There is a wide range of excursions to do in this environment for groups of experienced mountaineers as well as for families. From Go Aragón, we propose two classic itineraries to appreciate the landscape. Los llanos de la Larri is a simple circular route without a great slope, which runs along a pleasant walk until you reach the green meadows of the interior of the valley. The Pineta balcony becomes more difficult. A 5-hour ascent will be worth it if you want to take a spectacular panoramic view of the valley. And if you walk 30 minutes more, you will reach Marboré Lake, a beautiful place to contemplate the glacier.
The Escuaín Gorges are the smallest and least crowded of the four sectors that make up the National Park. For this reason, you will be exponentially surprised by the number of hidden places inside.
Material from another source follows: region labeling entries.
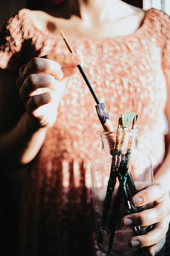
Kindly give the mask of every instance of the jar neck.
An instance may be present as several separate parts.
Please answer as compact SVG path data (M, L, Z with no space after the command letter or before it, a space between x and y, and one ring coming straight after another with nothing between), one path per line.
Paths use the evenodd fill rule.
M110 156L114 150L125 154L128 150L138 149L138 128L127 131L98 132L100 136L101 153Z

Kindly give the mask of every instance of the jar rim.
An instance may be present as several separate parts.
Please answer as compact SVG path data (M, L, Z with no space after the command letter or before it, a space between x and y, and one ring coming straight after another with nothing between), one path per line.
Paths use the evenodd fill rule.
M127 130L126 130L125 131L126 133L133 133L137 132L139 131L140 130L140 128L138 127L135 129ZM122 131L119 131L118 132L120 134L122 132L123 134L125 131L124 130L122 130ZM116 135L117 132L117 131L98 131L96 132L96 134L98 135Z

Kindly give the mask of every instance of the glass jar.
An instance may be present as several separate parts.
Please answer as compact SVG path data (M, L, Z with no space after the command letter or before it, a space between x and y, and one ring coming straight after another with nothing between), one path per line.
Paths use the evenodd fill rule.
M103 252L114 256L144 255L147 248L132 248L130 238L146 233L152 226L124 228L123 217L152 207L134 207L132 197L153 183L151 160L138 147L139 128L98 132L101 153L92 160L91 172L97 241Z

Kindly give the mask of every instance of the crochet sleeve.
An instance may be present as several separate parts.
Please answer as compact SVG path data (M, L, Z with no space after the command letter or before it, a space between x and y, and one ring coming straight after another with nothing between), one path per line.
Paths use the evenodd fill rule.
M34 31L30 23L22 9L4 24L0 34L0 68L17 75L22 65L38 55L33 45Z
M164 14L162 33L164 39L163 54L163 67L170 70L170 18Z

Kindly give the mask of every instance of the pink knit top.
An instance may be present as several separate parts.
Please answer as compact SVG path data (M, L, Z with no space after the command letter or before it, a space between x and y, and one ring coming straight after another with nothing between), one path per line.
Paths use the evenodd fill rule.
M61 37L38 30L31 17L24 9L7 23L1 36L2 68L18 73L34 57L69 52ZM170 36L168 16L151 9L132 34L69 39L84 56L83 69L115 128L121 112L138 114L139 149L154 168L165 154L163 70L170 68ZM102 129L95 104L79 72L69 79L56 121L25 184L21 256L103 255L95 241L89 198L90 163L100 151L96 132Z

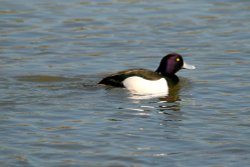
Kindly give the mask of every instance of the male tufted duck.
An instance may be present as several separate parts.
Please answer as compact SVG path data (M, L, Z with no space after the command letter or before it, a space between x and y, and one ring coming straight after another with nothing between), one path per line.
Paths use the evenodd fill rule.
M129 69L103 78L99 84L125 87L134 94L168 94L169 88L179 82L175 75L180 69L195 69L183 61L180 54L170 53L162 58L156 71Z

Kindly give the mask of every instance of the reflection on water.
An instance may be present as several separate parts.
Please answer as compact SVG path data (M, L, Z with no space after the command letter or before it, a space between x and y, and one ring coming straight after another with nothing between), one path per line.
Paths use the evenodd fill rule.
M0 1L1 166L249 166L250 3ZM178 52L168 96L102 74Z

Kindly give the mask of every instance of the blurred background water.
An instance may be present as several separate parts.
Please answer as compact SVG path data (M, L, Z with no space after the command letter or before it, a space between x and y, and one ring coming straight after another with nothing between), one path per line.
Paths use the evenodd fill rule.
M178 52L171 96L96 83ZM1 166L249 166L247 0L0 0Z

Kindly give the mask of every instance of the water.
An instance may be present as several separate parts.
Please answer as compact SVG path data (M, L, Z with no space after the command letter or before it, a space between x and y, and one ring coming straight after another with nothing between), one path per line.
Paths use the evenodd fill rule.
M1 166L249 166L250 2L0 1ZM196 65L140 99L96 83Z

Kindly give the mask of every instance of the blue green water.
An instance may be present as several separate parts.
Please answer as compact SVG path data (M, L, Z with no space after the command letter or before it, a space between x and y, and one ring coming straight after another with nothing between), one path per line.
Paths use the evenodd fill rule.
M0 1L1 166L250 165L250 2ZM173 95L96 83L178 52Z

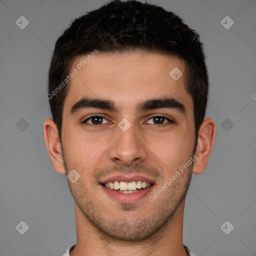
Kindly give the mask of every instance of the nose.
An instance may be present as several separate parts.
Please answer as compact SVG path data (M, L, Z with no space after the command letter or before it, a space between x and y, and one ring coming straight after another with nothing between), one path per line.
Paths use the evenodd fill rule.
M142 132L134 124L126 131L116 126L116 134L111 140L108 151L110 158L116 164L125 166L144 160L148 154Z

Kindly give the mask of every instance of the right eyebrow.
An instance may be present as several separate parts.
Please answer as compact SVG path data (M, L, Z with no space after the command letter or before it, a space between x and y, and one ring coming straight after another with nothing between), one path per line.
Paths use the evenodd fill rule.
M116 104L112 100L83 98L73 106L70 112L71 114L74 114L82 109L88 108L107 110L114 112L117 112L118 111Z

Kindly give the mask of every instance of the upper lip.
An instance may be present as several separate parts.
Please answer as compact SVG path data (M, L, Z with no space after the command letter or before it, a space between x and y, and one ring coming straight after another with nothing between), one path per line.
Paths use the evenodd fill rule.
M124 174L118 174L110 176L102 179L102 180L100 181L100 184L108 183L109 182L146 182L148 183L154 184L155 182L152 178L146 177L143 175L136 174L136 175L124 175Z

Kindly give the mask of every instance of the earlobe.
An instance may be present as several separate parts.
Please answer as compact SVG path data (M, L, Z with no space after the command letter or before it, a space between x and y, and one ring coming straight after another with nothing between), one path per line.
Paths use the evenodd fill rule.
M58 128L52 119L46 119L44 122L44 136L54 168L59 174L66 174Z
M198 134L196 152L200 152L194 162L192 173L202 174L206 169L208 160L214 148L216 136L215 122L212 118L204 119Z

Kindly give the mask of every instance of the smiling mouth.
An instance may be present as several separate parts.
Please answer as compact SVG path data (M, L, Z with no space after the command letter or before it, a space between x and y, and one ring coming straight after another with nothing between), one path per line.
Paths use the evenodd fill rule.
M132 182L112 182L102 184L102 185L112 190L124 194L136 193L142 190L145 190L152 186L146 182L138 181Z

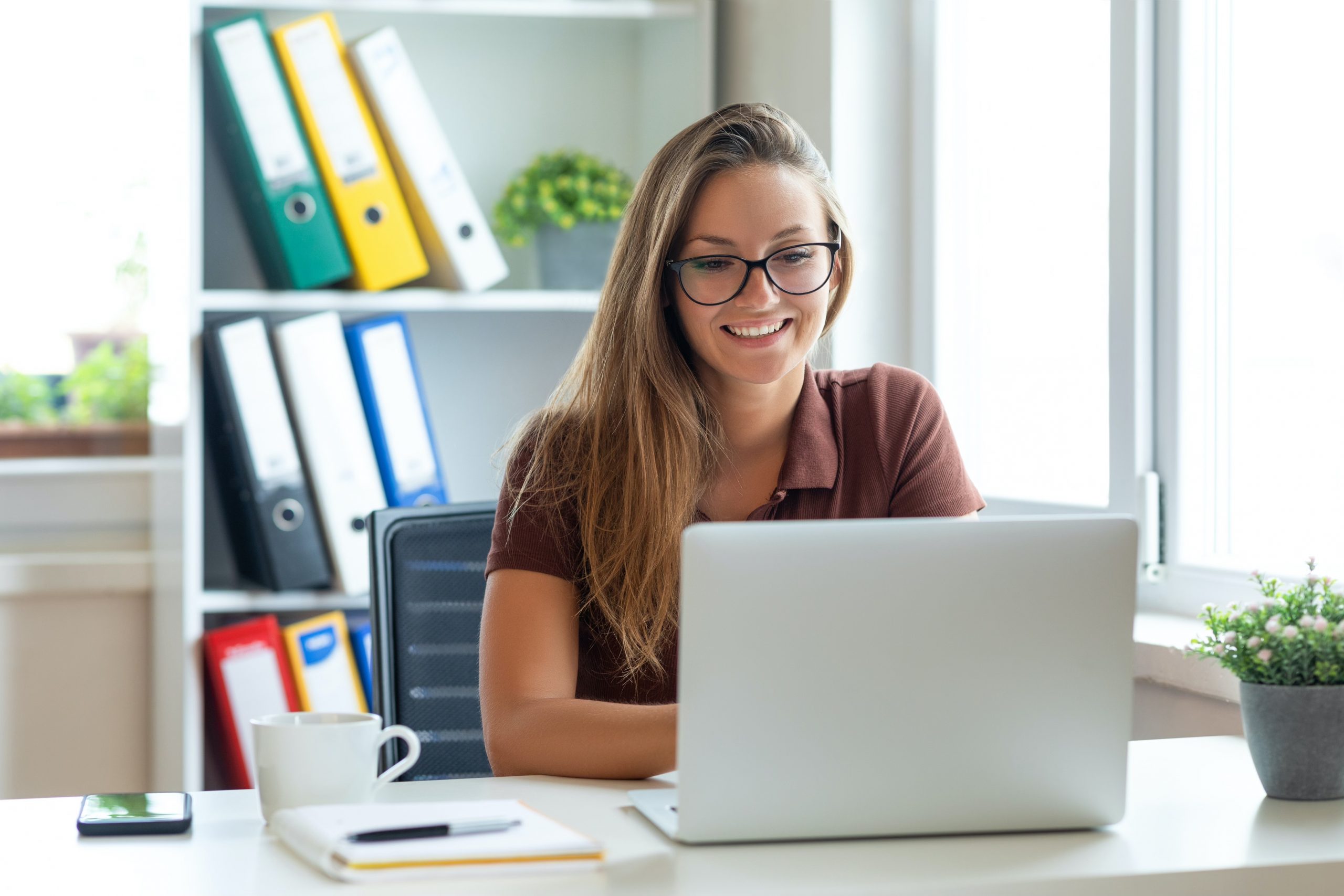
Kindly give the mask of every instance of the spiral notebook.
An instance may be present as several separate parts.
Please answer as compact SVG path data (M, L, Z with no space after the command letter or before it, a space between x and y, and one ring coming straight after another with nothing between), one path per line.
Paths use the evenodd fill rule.
M351 842L351 834L386 827L452 825L476 818L517 818L504 832L386 842ZM300 858L344 881L410 880L472 875L594 870L602 845L516 799L438 803L360 803L282 809L270 827Z

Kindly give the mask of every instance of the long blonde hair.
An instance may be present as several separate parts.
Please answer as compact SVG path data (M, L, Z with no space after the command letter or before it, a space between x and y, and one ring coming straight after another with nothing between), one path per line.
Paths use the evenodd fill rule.
M511 441L508 521L531 504L564 508L582 547L581 613L617 638L621 673L663 673L676 631L680 540L711 484L722 424L689 361L676 312L664 306L664 262L702 184L747 165L788 165L814 185L829 238L844 234L823 334L844 305L853 249L821 154L793 118L737 103L669 140L625 210L593 326L550 402Z

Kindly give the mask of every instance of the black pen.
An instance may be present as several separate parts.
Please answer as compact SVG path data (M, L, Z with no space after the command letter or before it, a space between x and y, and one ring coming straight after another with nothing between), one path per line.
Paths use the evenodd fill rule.
M448 825L422 825L419 827L383 827L380 830L362 830L351 834L347 840L352 844L376 844L387 840L421 840L425 837L461 837L464 834L491 834L497 830L508 830L523 822L517 818L473 818L470 821L454 821Z

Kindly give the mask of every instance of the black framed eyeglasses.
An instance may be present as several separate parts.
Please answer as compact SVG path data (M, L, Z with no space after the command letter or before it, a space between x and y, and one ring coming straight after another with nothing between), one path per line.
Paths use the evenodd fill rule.
M831 279L839 250L840 243L798 243L754 262L739 255L696 255L679 262L669 258L667 263L692 302L723 305L746 289L755 267L763 269L766 279L781 293L814 293Z

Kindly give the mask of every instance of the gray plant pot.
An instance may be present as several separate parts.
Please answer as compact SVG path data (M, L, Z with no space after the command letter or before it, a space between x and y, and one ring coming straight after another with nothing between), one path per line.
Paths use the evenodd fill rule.
M1265 793L1344 797L1344 685L1242 684L1242 727Z
M620 230L618 220L581 220L570 230L539 227L542 289L601 289Z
The Escuaín gorge is a natural narrowing sculpted by the Yaga River as it passes through, an authentic karst phenomenon.
Its access is possible from the towns of Tella, Revilla and Escuaín. Although before starting on any route, we recommend that you visit Tella and its visitor center. There you can also learn about the route of the hermitages and a peculiar dolmen. And if you are passionate about the enigmatic, do not forget to visit the Casa de la Bruja (Witch’s House). Legend has it that the village of Tella was a favorite for witches to celebrate their covens and spells. This place can be a good start to enter the magical world of the Pyrenees and the ethnobotany of Alto Aragon.
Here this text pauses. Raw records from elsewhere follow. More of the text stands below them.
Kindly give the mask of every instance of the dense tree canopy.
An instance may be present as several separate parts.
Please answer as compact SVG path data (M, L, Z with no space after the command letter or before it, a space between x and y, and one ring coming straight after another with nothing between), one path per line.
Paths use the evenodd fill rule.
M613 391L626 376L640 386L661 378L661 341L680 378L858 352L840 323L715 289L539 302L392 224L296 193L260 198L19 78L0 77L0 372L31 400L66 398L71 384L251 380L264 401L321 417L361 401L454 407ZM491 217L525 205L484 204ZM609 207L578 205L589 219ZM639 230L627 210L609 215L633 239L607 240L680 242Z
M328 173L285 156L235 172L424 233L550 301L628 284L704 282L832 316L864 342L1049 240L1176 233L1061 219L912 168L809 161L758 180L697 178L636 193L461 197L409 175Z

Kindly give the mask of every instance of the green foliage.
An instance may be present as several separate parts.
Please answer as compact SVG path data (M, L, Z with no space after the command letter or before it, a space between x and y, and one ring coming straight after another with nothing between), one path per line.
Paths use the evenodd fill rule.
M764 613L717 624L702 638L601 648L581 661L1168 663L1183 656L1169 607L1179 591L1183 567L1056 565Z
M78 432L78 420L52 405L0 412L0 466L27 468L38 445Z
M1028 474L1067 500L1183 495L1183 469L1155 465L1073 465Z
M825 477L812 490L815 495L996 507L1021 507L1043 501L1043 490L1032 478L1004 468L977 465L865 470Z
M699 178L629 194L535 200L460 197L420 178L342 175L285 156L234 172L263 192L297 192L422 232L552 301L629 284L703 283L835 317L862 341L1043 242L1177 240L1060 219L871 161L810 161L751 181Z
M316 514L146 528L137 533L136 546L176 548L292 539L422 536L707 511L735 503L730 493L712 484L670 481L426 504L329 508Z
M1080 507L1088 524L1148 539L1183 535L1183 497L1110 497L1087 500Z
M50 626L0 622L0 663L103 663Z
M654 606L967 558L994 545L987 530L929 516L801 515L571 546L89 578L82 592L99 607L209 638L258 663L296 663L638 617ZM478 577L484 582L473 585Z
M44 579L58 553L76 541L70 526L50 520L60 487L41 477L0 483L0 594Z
Stay in Torla, Broto and Bielsa
All adventures must start from a point of origin where to plan and rest. Torla is a very good option for this. Stroll through its narrow cobblestone streets, typical architecture of Alto Aragon while you visit the National Park of Ordesa and Monte Perdido.
The Ara River divides the town of Broto into two flanks connected by a Gothic bridge destroyed during the Spanish Civil War. In Broto is the fascinating waterfall of Sorrosal, from where you have the option of ascending a via ferrata. The atmosphere and the bucolic environment that emanates from this town will make your stay there unforgettable.
The international fame that accompanies Bielsa is due to its carnivals, the most famous in Aragon and one of the oldest in Spain. Trangas, onsos, tamers and madams are some of the protagonists of this festival. If you stay in this Pyrenean village, do not forget to visit its history museum and the Bielsa Exchange, a section that tells the story of the mass flight to France in an episode of the Civil War.